The reality for me right now is that getting pregnant is HARD. It is emotional and upsetting and it makes me so dang tired all the time. I am also working an extra job during the summer so my overall feeling about life is not great. I am happy, but the overall exhaustion paired with the frustration and sadness of trying to conceive is almost too much for me at times. I find myself wishing so badly to get pregnant and feeling heartbroken when my period decides to show up. The ultimate high of hoping that this month it will happen and having it not happen is not something I prepared myself for at all. There was no one telling me before hand to prepare for the sadness or to prepare for the disappointment. Especially because I went into this thinking that we would try maybe once or twice and we would get pregnant. The longer it takes, the more I worry that something is wrong with me. I spent so many years trying NOT to get pregnant that I almost feel like I jinxed myself.

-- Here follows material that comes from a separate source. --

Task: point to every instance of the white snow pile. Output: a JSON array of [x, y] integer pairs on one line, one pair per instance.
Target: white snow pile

I have literally never wanted anything this bad in my entire life. I honestly never thought I would have kids when I was younger. I just didn’t think I would ever get to the point where I really wanted kids. It blindsided me and when the feeling came over me and I have the overwhelming need to have a child. My life since that point has been a lot about babies and a lot about making sure that my life is in a place where a baby belongs. I realize that we have not been trying that long and that there are plenty of other families that try for much much longer, but I can’t shake the desperation I feel each month and every time I see a baby. I just want it SO SO bad. My life will continue regardless of whether I get pregnant, but the thought of it taking much longer, or worse even that that of never at all, almost kills me.